What we hear is open sympathy for genocidal hatred. And that is a chasm — not just from decency, but from humanity itself. And here lies the danger: that same hatred is taking root here — in Dearborn, in London, in Paris — not as horror, but as heroism. If we are not vigilant, the enemy Israel faces today will be the enemy the free world faces tomorrow.

This isn’t about politics. It’s about truth. It’s about the courage to call evil by its name and to say “Never again” — and mean it.

And you don’t have to open a Bible to understand this. But if you do — if you are a believer — then this issue cuts even deeper.
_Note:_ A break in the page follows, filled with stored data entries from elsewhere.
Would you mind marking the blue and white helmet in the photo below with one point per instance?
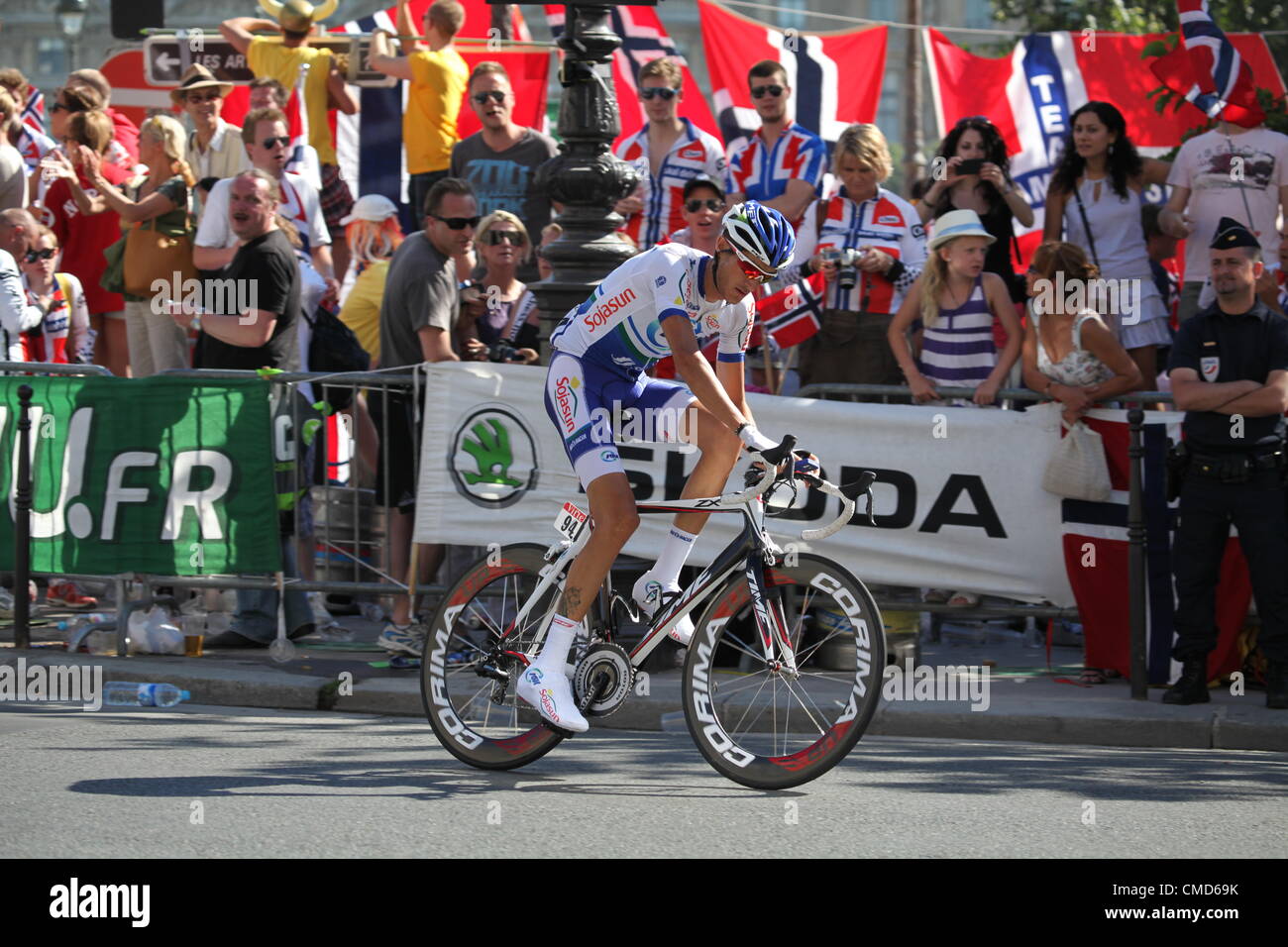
(759, 235)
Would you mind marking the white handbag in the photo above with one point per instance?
(1078, 470)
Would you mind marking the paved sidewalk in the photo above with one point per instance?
(1025, 701)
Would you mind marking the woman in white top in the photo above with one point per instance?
(1069, 354)
(1095, 200)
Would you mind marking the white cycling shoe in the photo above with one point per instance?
(648, 595)
(550, 693)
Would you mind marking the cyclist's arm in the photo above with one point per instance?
(697, 372)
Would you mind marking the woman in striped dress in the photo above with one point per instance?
(956, 302)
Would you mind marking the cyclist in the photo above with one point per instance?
(668, 300)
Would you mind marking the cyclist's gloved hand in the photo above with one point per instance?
(805, 463)
(754, 440)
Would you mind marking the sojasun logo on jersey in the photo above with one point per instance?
(604, 311)
(566, 397)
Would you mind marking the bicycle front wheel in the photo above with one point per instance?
(764, 725)
(468, 684)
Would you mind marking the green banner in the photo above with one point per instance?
(165, 475)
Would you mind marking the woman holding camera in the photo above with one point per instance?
(498, 313)
(971, 171)
(870, 247)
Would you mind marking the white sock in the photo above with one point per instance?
(554, 651)
(675, 552)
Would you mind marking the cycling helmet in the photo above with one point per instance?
(759, 235)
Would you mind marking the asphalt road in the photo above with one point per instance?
(227, 783)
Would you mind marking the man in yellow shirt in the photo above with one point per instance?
(438, 76)
(292, 62)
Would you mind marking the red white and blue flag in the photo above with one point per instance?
(1209, 71)
(1096, 560)
(643, 40)
(822, 99)
(1030, 93)
(793, 315)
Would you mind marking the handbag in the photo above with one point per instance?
(1078, 470)
(151, 256)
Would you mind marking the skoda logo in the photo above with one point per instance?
(493, 458)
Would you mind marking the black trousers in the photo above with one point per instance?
(1257, 510)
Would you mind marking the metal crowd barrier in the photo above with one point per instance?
(365, 575)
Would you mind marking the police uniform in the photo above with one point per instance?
(1231, 479)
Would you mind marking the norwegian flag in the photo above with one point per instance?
(822, 99)
(643, 40)
(1207, 68)
(34, 112)
(793, 315)
(1096, 560)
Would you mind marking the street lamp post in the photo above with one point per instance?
(71, 17)
(585, 176)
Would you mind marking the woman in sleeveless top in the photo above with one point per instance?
(1095, 198)
(956, 302)
(498, 320)
(1069, 354)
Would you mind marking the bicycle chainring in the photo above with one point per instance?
(603, 660)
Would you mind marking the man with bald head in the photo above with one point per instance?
(17, 228)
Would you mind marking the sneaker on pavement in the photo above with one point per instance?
(651, 594)
(68, 595)
(402, 638)
(550, 693)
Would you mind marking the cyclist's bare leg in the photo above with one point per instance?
(612, 505)
(720, 449)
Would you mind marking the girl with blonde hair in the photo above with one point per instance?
(159, 201)
(498, 320)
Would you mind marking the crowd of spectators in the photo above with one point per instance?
(925, 290)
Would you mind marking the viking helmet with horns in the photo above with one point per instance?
(297, 16)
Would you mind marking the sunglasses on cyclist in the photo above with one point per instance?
(459, 223)
(709, 204)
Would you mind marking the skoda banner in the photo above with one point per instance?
(161, 475)
(958, 492)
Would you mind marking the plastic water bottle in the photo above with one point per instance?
(91, 618)
(128, 693)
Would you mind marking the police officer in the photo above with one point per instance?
(1229, 372)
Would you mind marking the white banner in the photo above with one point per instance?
(958, 496)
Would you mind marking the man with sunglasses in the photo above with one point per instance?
(17, 228)
(268, 145)
(438, 76)
(214, 146)
(417, 313)
(501, 159)
(668, 153)
(666, 300)
(781, 165)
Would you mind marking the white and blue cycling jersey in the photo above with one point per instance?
(603, 347)
(619, 326)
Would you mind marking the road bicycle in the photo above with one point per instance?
(780, 681)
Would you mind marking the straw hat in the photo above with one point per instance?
(958, 223)
(198, 77)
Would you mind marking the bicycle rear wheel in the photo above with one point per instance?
(760, 725)
(467, 686)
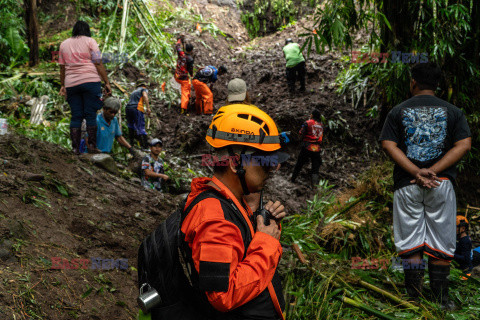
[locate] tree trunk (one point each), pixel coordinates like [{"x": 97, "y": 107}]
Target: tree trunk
[{"x": 31, "y": 22}]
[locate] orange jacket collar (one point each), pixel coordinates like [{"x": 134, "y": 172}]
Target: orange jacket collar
[{"x": 201, "y": 184}]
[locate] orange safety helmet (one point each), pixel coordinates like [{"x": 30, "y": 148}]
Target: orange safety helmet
[
  {"x": 462, "y": 221},
  {"x": 246, "y": 125}
]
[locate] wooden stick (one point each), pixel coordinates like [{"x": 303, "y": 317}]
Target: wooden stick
[
  {"x": 111, "y": 26},
  {"x": 387, "y": 294},
  {"x": 299, "y": 253},
  {"x": 365, "y": 308},
  {"x": 120, "y": 87}
]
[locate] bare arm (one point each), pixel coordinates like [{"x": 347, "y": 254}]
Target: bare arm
[
  {"x": 63, "y": 91},
  {"x": 103, "y": 74},
  {"x": 460, "y": 148},
  {"x": 123, "y": 142},
  {"x": 423, "y": 177},
  {"x": 147, "y": 104}
]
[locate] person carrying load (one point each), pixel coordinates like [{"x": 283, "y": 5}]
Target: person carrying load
[{"x": 203, "y": 92}]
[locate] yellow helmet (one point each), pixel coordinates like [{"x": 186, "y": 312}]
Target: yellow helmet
[
  {"x": 462, "y": 221},
  {"x": 246, "y": 125}
]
Because the question becomes: what did God promise, and does He keep His word?

He told Abraham, “I will bless those who bless you, and curse those who curse you.” He promised to make Abraham the father of many nations and to give him “the whole land of Canaan.” And though Abraham had other sons, God reaffirmed that promise through Isaac. And then again through Isaac’s son, Jacob — Israel — saying: “The land I gave to Abraham and Isaac I give to you and to your descendants after you.”

That’s an everlasting promise.

And from those descendants came a child — born in Bethlehem — who claimed to be the Savior of the world. Jesus never rejected His title as “son of David,” the great King of Israel.

He said plainly that He came “for the lost sheep of the house of Israel.” And when He returns, Scripture says He will return as “the Lion of the tribe of Judah.” And where do you think He will go? Back to His homeland — Israel.

Tamir Kalifa / Stringer | Getty Images

And what will He find when He gets there? His brothers — or his brothers’ enemies? Will the roads where He once walked be preserved? Or will they lie in rubble, as Gaza does today? If what He finds looks like the aftermath of October 7th, then tell me — what will be my defense as a Christian?

Some Christians argue that God’s promises to Israel have been transferred exclusively to the Church. I don’t believe that. But even if you do, then ask yourself this: if we’ve inherited the promises, do we not also inherit the land? Can we claim the birthright and then, like Esau, treat it as worthless when the world tries to steal it?

So, when terrorists come to slaughter Israelis simply for living in the land promised to Abraham, will we stand by? Or will we step forward — into the line of fire — and say,

“Take me instead”?

Because this is not just about Israel’s right to exist.

It’s about whether we still know the difference between good and evil.

It’s about whether we still have the courage to stand where God stands.

And if we cannot — if we will not — then maybe the question isn’t whether Israel will survive. Maybe the question is whether we will.